Both of these have been lurking in my studio, continually catching my attention almost in reproach at their unfinished state. Well, no longer. Over the last two days I've completed both of these malingering works and both have been incredibly rewarding to finish. Maybe there's some advantage to leaving paintings on hold. I've completed both of these without my usual fiddling with pencils and conte sticks, for the first time I've really found soft pastels working for me. Most satisfying.

Stanley Sunrise, 50 x 70 cm grey pastelmat.

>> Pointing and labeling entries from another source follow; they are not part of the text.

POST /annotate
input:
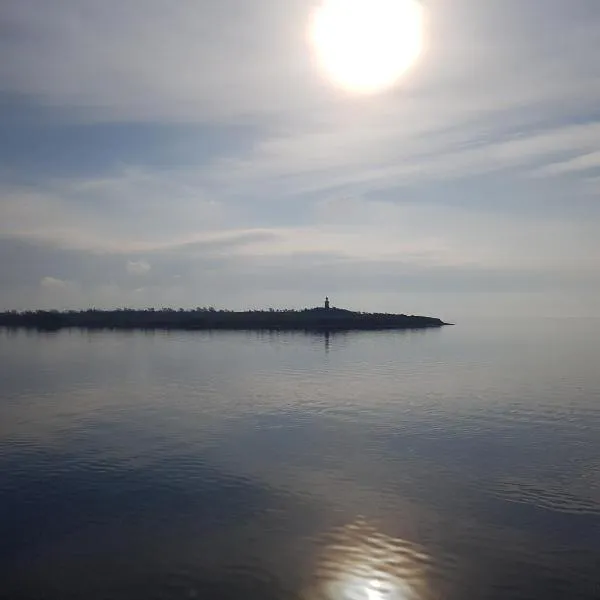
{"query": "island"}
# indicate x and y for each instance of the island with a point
(324, 318)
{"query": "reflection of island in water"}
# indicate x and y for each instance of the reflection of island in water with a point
(325, 318)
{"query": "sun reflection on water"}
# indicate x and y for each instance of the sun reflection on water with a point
(361, 563)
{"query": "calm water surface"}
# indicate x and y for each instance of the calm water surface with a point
(460, 463)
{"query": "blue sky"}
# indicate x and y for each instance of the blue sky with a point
(192, 153)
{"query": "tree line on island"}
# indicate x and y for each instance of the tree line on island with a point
(316, 319)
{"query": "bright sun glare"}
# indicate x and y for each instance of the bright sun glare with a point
(366, 45)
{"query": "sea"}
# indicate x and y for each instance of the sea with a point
(458, 463)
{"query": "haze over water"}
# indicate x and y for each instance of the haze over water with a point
(453, 463)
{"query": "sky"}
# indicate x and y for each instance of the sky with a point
(195, 153)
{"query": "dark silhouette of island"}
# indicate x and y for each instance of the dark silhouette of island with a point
(325, 318)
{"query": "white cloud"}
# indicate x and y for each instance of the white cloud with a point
(54, 283)
(137, 267)
(584, 162)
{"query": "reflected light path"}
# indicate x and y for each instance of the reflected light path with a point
(360, 563)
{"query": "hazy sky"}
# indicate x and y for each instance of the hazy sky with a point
(192, 153)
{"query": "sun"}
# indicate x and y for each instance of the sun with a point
(366, 45)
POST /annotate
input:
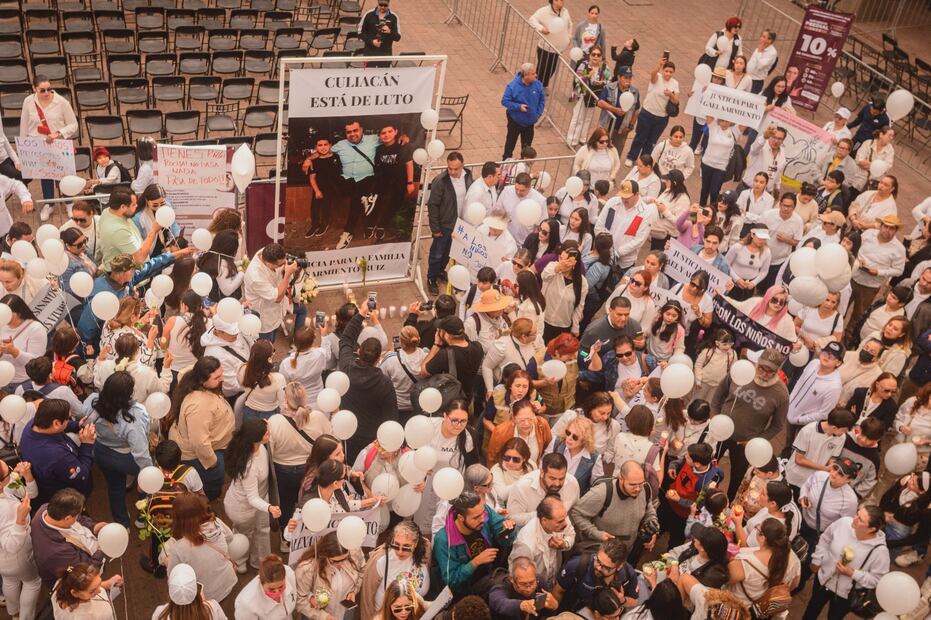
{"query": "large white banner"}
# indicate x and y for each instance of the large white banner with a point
(352, 184)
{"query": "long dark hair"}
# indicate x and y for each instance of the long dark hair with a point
(116, 398)
(242, 446)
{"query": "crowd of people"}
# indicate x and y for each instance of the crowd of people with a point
(573, 433)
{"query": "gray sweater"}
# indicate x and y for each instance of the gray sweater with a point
(758, 412)
(622, 518)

Goose inthe white grass, 35 x 50 cm white pastelmat

Sunday, April 22, 2012

Charcoal drawings

Been doing a bit of work in charcoal recently. I find charcoal is a very rewarding medium, you can't mess about with it, got to keep very much in control but I love working with it, much more interesting than bloody graphite. I use stick charoal and charcoal pencils for any fine detail.

Little boy:

Little Girl:

 Blasted tree (3):

Gnarled roots:

Thursday, April 19, 2012

Nearly done the 'scape

Nearly finshed, good thing too as I have to drop this off for carriage to the UK the day after tommorrow. Better crack on with it.

Wednesday, April 18, 2012

Getting there with the Landscape.

Feeling better about this now, think it's going to be pretty cool once it's done. Odd that I ended up doing it in colour, as the reference is an old photo I'd intended it to be almost black and white, just a hint of colour. Funny how sometimes a painting just goes it's own way, I've learnt now that when that happens one has to go with it, to try to force it to go the way you originally intended will ruin it.

Just finished this one too, commissioned portrait of two labradors. 30 X 40 cm grey pastelmat.

Tuesday, April 17, 2012

Landscape progress

Been cracking on with my Fox Bay landscape commission, going....alright. Can't get too excited about this one. Still, it's working so far so that's OK then.